As Interfax reports, Alexander Surikov said at a press conference in Minsk that Russia’s authorities were not going to cooperate with the opposition.
"As far as I know, Russian official bodies (president is an official, too) do not plan meetings with leading opposition politicians, as you call them," Surikov said.
"A word "leading" doesn’t suit here. The word "leading" supposes they lead masses," the Russian ambassador said, adding that the Belarusian opposition doesn’t have many supporters.
"Lukashenka is a leading politician who is acknowledged unambiguously by Russia," the ambassador said.
"We are going to work and make plans for next year with this politician, but not with those you may think," Surikov stated.
The Russian ambassador noted he had met with representatives of the Belarusian opposition. The Russian diplomat said he didn’t like their anti-Lukashenka mood.
Cheap Russian oil in exchange for privatization of Naftan
Speaking about conditions of Russian oil supplies to Belarus, Surikov said the main bulk of oil would be supplied under stock exchange prices in 2010.
"The volumes of duty-free Russian oil for domestic needs of Belarus should be defined. The rest will be supplied under stock exchange prices including custom fees. In my view, it is not correct to say that the rest oil will attract 100% customs fees, it’s not so. Oil should be supplied to Belarus under stock exchange prices of Ural oil. That’s all with this question," Surikov said.
The Russian ambassador noted the parties hadn’t arranged on volume of oil supplies for domestic needs of Belarus. "No precise figures have been set so far. I heard Belarus needs about 5–6 million tonnes, or 6–8 million, or 8–9 million tonnes," Alexander Surikov said.

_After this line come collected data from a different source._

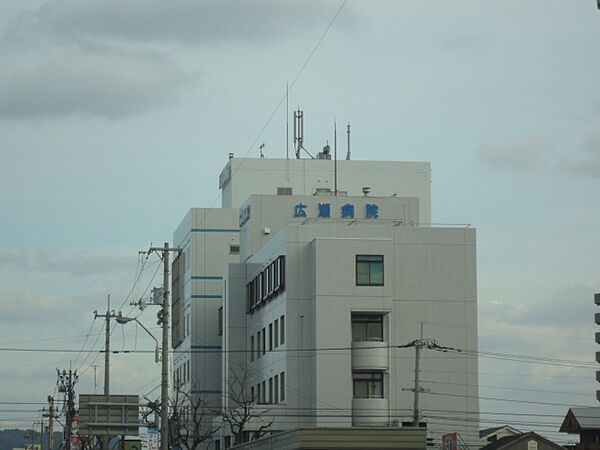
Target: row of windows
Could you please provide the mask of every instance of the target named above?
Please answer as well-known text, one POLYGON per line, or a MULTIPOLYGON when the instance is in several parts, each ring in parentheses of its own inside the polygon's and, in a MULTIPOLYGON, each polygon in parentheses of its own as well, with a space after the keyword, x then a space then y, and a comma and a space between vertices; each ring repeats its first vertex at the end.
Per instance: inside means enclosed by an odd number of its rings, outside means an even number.
POLYGON ((285 401, 285 372, 250 388, 252 399, 259 405, 276 405, 285 401))
POLYGON ((190 361, 187 360, 173 371, 173 384, 175 387, 182 386, 192 380, 190 361))
POLYGON ((246 312, 253 312, 285 289, 285 256, 279 256, 246 285, 246 312))
POLYGON ((285 316, 281 316, 279 319, 275 319, 271 322, 268 327, 268 338, 267 338, 267 327, 262 330, 258 330, 256 333, 256 339, 254 336, 250 336, 250 361, 254 361, 264 355, 267 351, 271 352, 280 345, 285 343, 285 316), (267 340, 268 339, 268 340, 267 340))

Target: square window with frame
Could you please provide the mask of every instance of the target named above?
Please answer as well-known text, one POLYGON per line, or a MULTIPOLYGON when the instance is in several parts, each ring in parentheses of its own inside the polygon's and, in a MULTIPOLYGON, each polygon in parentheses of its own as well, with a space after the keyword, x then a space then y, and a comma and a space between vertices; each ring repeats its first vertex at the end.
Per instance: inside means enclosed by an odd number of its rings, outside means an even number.
POLYGON ((383 398, 382 372, 354 372, 354 398, 383 398))
POLYGON ((352 314, 353 342, 383 342, 381 314, 352 314))
POLYGON ((383 286, 383 255, 356 255, 356 285, 383 286))

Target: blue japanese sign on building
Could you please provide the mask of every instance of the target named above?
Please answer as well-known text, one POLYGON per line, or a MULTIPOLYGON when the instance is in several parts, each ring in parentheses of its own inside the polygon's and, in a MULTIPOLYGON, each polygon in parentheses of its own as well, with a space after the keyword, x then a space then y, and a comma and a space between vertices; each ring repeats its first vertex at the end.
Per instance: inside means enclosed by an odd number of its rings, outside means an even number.
MULTIPOLYGON (((298 203, 294 206, 294 217, 308 217, 307 206, 303 203, 298 203)), ((354 205, 346 203, 340 208, 340 217, 354 219, 354 205)), ((331 217, 331 203, 319 203, 317 204, 317 217, 331 217)), ((379 205, 370 203, 365 205, 365 219, 377 219, 379 218, 379 205)))

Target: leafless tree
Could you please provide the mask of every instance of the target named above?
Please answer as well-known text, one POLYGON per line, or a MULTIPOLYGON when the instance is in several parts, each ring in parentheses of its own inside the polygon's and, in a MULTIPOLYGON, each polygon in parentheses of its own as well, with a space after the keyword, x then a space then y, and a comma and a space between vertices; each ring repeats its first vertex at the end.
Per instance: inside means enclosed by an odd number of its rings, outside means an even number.
POLYGON ((219 427, 204 423, 207 412, 206 401, 184 391, 178 383, 169 405, 169 447, 195 450, 210 440, 219 427))
POLYGON ((269 417, 269 411, 263 408, 257 408, 256 401, 252 398, 249 387, 250 373, 246 366, 233 371, 228 383, 229 391, 227 393, 227 405, 223 406, 218 414, 223 422, 231 431, 234 437, 234 444, 241 444, 248 440, 252 435, 253 439, 258 439, 267 433, 267 430, 273 425, 272 417, 269 417), (260 424, 258 428, 252 427, 248 431, 248 424, 260 424))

He noted the concrete volume of oil supplies for Belarus’s domestic needs should be agreed upon within the frame of the bilateral working group.
Surikov gave to understand that Russia links oil prices for Belarus with an opportunity for Russian companies to take part in privatization of the Belarusian oil infrastructure, in particular refinery Naftan-Polimir.

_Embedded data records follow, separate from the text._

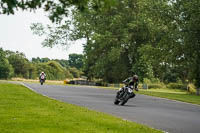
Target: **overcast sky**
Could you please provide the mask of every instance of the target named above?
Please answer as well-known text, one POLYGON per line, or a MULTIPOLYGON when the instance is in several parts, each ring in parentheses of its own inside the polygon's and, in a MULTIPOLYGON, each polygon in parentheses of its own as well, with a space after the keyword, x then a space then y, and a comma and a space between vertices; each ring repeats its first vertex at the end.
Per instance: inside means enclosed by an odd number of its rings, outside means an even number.
POLYGON ((30 24, 40 22, 50 24, 42 10, 36 13, 18 11, 15 15, 0 15, 0 47, 4 50, 23 52, 28 59, 48 57, 50 59, 67 59, 71 53, 83 52, 82 42, 76 42, 66 51, 64 48, 44 48, 43 37, 33 35, 30 24))

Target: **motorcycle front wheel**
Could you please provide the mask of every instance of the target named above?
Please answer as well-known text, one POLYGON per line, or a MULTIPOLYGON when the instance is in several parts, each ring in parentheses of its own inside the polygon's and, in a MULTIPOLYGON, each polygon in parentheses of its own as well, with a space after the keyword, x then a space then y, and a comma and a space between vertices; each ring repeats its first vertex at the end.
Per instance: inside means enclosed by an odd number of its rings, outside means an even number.
POLYGON ((126 97, 124 98, 124 100, 121 102, 121 104, 120 104, 120 105, 122 105, 122 106, 123 106, 125 103, 127 103, 129 98, 130 98, 130 95, 129 95, 129 94, 127 94, 127 95, 126 95, 126 97))
POLYGON ((114 104, 115 104, 115 105, 118 105, 119 102, 120 102, 120 101, 116 98, 115 101, 114 101, 114 104))

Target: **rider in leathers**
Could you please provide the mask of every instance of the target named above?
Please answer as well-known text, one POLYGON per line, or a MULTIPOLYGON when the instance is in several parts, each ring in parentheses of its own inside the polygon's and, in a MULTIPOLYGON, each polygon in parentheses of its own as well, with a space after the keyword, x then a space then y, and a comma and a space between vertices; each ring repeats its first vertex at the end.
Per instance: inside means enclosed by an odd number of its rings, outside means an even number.
MULTIPOLYGON (((123 81, 123 83, 125 84, 125 87, 122 87, 120 90, 119 90, 119 93, 120 92, 125 92, 125 89, 127 87, 131 88, 132 90, 135 89, 136 91, 138 91, 138 84, 139 84, 139 80, 138 80, 138 76, 137 75, 134 75, 133 77, 129 77, 127 79, 125 79, 123 81)), ((133 98, 135 97, 135 93, 133 92, 133 95, 130 97, 130 98, 133 98)))
POLYGON ((40 73, 39 80, 41 80, 41 79, 44 79, 44 82, 45 82, 45 80, 46 80, 46 74, 44 72, 40 73))

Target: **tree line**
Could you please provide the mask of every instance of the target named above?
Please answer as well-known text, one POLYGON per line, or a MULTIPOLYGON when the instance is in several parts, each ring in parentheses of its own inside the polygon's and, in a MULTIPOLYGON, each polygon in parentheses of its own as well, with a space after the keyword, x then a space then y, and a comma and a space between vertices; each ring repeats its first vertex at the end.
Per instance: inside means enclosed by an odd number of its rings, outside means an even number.
POLYGON ((83 74, 82 58, 81 54, 70 54, 69 60, 37 57, 29 61, 21 52, 0 48, 0 79, 12 77, 38 79, 42 71, 49 80, 79 78, 83 74))
MULTIPOLYGON (((65 2, 43 3, 57 27, 31 28, 47 36, 44 46, 86 39, 83 71, 89 79, 115 83, 135 73, 141 81, 192 82, 200 87, 199 0, 65 2)), ((40 8, 37 4, 33 8, 40 8)))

Commenting on preparation of a package intergovernmental agreement on extending cooperation in fuel and energy sector, he emphasized that Moscow expects proposals from Belarus.
"We need to find a mutually beneficial alliance that would allow oil refining for the benefit of everyone –market participants and the two states. How will this alliance look like? The Belarusian party should make proposals, initiative only from one side is always difficult," Surikov noted.
"We have got tired to speak about Naftan since the late 1990s. But we see no progress. We expect our Belarusian partners to make proposals," the Russian ambassador said.
European prices for Russian gas for Belarus
Surikov also noted he didn’t expect problems on New Year’s night in connection with Russian gas supplies to Belarus.
"I don’t think there will be any problems with gas supplies on December 31. We have a contract for four years, the terms have been agreed upon by Gazprom and Beltransgaz," Alexander Surikov said. He also noted that gas supply balance to Belarus in 2010 had been approved.
According to the ambassador, cost of Russian gas supplies to Belarus in 2010 would reach 90% of the average European cost taking into account absence of customs fees and transport expanses.
Surikov explained the core of gas negotiations between Minsk and Moscow reduced to Belarus’s request on prolonging preferences for gas supplies in 2010. The preferences were established in 2008 and preserved in 2009.
The Russian ambassador said a 0.7 decreasing coefficient to the pricing formula was applied to Belarus in 2009 on the country’s request. The same coefficient was used when forming supplies prices in 2008. According to Surikov, Belarus wants to preserve a 0.5–0.75 decreasing coefficient in 2010. The ambassador stated the negotiations were being carried out by the same working group that continued discussing oil supplies to Belarus in 2010.
The Russian ambassador also touched upon the issue of building the first Belarusian nuclear power plant. According to Surikov, Belarus and Russia can sign a contract on building the nuclear plant in the first quarter of 2010.